Putting aside whether the fable is true, as Donald Trump and his allies celebrate Attorney General William Barr’s summary of Special Counsel Robert Mueller’s findings, the “boiling frog” problem comes to mind for a reason.
Some have suggested in the wake of Barr’s memo that the entire Mueller probe was folly and the underlying scandal was a mirage. But to see recent developments that way is to play the role of the frog, adapting over time to rising temperatures. The Washington Post published an analysis several weeks ago that’s relevant anew.
Imagine if, instead of Mueller releasing new public indictments as he went along, leveraging criminal charges to obtain more information from the targets of his probe, he instead had kept his information private. Imagine if he and his lawyers had been working in quiet for 20 months, submitting expenses to the Department of Justice and suffering the president’s tweeted ferocity.

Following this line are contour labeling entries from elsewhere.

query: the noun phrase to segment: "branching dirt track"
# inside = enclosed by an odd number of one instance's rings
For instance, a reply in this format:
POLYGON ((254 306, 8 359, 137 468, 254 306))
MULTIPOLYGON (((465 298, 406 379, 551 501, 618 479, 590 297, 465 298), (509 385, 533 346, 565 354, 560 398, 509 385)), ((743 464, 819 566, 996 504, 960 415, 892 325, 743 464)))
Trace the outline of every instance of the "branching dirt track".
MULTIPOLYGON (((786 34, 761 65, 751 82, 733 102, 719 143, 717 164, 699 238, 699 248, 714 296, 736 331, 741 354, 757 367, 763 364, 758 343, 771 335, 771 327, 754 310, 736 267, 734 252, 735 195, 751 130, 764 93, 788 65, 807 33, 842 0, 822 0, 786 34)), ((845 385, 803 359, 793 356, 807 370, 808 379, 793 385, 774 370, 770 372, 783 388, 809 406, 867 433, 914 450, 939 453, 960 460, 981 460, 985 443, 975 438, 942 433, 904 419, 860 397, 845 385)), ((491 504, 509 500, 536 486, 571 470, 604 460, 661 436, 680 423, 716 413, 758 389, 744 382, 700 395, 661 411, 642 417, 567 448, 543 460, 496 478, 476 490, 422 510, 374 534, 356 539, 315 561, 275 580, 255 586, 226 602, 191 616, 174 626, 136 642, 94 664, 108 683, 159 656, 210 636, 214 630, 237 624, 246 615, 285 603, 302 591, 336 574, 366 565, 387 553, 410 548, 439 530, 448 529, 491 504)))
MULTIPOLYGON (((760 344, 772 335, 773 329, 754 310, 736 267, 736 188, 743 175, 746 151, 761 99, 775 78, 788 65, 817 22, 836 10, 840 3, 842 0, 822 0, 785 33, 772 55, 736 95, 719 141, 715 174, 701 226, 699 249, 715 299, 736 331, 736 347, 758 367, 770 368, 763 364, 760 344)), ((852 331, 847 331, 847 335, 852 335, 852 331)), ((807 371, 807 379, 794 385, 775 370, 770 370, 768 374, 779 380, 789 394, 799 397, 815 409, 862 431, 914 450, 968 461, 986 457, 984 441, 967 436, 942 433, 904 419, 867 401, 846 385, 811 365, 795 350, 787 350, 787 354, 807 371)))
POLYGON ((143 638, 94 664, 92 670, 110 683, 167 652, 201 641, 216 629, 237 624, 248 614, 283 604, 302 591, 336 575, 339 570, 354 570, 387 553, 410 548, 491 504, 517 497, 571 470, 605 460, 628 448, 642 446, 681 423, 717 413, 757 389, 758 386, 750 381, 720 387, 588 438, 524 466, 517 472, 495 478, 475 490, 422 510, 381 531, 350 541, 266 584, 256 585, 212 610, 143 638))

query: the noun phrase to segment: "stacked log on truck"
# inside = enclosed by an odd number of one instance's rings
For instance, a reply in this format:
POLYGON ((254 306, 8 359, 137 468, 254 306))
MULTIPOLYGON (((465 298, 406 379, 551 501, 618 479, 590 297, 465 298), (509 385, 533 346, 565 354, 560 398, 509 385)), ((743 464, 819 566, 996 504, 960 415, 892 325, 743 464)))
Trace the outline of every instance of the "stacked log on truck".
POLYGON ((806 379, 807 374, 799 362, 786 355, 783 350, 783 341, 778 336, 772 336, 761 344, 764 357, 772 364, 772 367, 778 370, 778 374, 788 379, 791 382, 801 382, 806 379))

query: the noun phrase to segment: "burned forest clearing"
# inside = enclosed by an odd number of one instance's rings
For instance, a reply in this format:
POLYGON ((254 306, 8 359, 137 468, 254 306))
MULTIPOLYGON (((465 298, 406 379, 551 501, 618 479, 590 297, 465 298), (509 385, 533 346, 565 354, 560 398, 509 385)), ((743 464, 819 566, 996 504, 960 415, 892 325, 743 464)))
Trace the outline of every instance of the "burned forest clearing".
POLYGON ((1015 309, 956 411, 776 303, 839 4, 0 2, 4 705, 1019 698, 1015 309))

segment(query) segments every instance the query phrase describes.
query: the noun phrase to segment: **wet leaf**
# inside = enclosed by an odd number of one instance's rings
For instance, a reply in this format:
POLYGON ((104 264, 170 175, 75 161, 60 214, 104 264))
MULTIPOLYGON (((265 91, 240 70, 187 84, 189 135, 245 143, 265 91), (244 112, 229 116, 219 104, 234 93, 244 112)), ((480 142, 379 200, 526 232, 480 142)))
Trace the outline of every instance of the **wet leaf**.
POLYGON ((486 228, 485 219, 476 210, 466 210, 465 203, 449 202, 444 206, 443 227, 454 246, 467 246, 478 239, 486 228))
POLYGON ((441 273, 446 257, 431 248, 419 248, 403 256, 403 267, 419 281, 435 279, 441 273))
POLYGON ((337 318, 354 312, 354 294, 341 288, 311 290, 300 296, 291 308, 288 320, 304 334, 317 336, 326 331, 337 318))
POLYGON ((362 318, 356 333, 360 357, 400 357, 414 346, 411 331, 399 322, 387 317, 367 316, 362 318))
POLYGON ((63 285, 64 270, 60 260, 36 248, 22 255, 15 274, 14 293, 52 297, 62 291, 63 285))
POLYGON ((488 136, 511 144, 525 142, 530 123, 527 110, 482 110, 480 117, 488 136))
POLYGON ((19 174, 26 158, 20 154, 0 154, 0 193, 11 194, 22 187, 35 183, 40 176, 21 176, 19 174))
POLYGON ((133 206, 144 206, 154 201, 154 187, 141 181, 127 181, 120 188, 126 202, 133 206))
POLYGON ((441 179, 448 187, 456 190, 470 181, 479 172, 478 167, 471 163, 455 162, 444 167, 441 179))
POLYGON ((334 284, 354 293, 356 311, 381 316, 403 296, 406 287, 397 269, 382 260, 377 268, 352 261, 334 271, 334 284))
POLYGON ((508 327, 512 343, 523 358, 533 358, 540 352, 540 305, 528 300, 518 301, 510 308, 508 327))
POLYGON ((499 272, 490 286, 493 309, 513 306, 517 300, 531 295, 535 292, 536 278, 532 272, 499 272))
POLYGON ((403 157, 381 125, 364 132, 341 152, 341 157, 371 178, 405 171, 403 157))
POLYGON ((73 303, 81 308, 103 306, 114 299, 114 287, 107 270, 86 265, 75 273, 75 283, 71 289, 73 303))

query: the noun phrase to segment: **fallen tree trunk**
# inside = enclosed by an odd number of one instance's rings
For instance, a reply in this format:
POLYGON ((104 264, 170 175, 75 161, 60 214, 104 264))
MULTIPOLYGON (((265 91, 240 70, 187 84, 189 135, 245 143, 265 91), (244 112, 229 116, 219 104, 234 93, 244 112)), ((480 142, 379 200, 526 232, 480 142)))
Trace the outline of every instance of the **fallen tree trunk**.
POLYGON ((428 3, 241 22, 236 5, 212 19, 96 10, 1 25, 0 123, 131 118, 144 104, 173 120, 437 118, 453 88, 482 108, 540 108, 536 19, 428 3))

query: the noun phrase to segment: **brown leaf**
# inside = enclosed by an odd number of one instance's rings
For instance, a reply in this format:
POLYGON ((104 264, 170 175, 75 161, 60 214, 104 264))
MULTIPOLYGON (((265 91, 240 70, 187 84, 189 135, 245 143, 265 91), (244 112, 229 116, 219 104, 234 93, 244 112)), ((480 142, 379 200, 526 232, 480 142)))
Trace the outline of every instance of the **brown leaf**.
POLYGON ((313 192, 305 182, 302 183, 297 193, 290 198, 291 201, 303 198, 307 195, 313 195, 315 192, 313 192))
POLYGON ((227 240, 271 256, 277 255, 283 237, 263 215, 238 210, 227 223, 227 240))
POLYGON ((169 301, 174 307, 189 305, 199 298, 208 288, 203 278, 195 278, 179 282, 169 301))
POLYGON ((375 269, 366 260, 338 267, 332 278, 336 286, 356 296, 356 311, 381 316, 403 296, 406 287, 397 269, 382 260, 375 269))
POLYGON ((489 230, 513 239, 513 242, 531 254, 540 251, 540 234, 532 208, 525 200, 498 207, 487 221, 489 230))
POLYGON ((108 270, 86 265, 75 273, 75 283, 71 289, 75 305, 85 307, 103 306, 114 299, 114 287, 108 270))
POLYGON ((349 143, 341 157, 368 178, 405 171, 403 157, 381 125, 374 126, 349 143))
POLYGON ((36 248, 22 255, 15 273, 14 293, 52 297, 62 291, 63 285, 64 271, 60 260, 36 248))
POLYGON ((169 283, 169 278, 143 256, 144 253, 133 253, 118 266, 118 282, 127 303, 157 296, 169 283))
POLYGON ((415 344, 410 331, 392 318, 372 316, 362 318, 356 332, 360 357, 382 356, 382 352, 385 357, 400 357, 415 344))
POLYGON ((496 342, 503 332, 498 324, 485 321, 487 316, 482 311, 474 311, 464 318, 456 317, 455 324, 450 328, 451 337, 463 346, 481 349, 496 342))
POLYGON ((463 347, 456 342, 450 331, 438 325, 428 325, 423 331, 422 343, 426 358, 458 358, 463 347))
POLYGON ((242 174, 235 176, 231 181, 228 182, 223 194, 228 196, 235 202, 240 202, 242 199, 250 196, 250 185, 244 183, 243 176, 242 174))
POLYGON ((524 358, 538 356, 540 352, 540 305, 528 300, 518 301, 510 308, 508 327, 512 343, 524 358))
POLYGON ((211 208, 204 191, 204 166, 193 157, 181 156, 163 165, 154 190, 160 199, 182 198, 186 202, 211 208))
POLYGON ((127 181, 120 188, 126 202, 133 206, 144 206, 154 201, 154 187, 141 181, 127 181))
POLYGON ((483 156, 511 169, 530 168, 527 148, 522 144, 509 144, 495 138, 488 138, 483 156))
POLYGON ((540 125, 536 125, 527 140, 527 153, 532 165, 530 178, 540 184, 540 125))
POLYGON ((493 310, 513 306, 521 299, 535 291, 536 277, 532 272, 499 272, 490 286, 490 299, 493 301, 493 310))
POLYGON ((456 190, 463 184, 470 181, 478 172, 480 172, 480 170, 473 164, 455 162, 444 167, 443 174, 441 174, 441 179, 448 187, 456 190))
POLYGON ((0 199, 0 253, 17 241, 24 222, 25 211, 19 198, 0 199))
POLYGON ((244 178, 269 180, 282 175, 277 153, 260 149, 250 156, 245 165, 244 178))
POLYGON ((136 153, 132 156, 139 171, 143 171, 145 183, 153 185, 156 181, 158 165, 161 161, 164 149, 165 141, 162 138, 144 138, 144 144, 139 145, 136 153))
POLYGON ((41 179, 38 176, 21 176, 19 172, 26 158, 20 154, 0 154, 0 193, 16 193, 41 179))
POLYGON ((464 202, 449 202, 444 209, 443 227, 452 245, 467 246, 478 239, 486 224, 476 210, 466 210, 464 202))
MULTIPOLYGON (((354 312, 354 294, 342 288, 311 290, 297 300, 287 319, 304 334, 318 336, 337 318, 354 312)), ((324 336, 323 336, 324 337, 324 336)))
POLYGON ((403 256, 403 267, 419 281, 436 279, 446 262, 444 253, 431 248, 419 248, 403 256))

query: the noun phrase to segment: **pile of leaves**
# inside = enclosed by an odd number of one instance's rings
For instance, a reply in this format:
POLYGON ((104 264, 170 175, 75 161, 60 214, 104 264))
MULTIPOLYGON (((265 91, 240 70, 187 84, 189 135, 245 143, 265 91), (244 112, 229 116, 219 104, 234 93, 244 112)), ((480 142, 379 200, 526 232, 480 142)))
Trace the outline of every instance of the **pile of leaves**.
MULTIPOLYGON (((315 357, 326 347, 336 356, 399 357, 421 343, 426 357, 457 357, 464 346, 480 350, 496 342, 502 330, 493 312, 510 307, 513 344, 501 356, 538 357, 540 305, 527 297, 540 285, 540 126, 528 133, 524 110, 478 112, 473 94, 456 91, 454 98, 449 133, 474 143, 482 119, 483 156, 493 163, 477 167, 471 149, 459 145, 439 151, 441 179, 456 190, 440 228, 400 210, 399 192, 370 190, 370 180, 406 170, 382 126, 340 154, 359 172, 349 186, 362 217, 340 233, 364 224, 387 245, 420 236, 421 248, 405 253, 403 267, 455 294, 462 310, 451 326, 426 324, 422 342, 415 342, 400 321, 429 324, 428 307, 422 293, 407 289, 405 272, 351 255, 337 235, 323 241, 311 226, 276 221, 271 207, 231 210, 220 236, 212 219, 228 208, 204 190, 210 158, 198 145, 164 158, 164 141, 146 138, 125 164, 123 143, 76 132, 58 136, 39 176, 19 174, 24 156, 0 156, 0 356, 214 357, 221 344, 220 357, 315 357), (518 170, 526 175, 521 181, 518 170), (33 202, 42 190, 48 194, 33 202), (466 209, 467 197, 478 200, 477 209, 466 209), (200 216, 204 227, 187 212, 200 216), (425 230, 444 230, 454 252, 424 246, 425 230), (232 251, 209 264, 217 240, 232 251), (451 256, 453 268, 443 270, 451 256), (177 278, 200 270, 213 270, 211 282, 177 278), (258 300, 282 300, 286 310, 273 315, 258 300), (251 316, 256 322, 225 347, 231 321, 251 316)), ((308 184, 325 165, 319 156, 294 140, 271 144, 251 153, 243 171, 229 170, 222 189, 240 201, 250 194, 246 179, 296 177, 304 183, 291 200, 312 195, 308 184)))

And then, after all of that, they suddenly produced a dozen indictments and plea deals running into hundreds of pages, detailing former Trump campaign chairman Paul Manafort’s illegal and questionable financial dealings, those of his deputy Rick Gates, full details of Russia’s alleged efforts to influence social media and to steal electronic information from Democratic targets and detailed a half-dozen people who admitted to lying to federal investigators.
News consumers and the rest of the political world have watched the process surrounding the special counsel investigation play out episodically, day by day, indictment by indictment, court hearing by court hearing.
As Mueller raised the temperature, we acknowledged the developments, adapted to the new conditions, and awaited the next stage in the process. When the scandal intensified a little more, we again acknowledged the developments, adapted once more, and so on.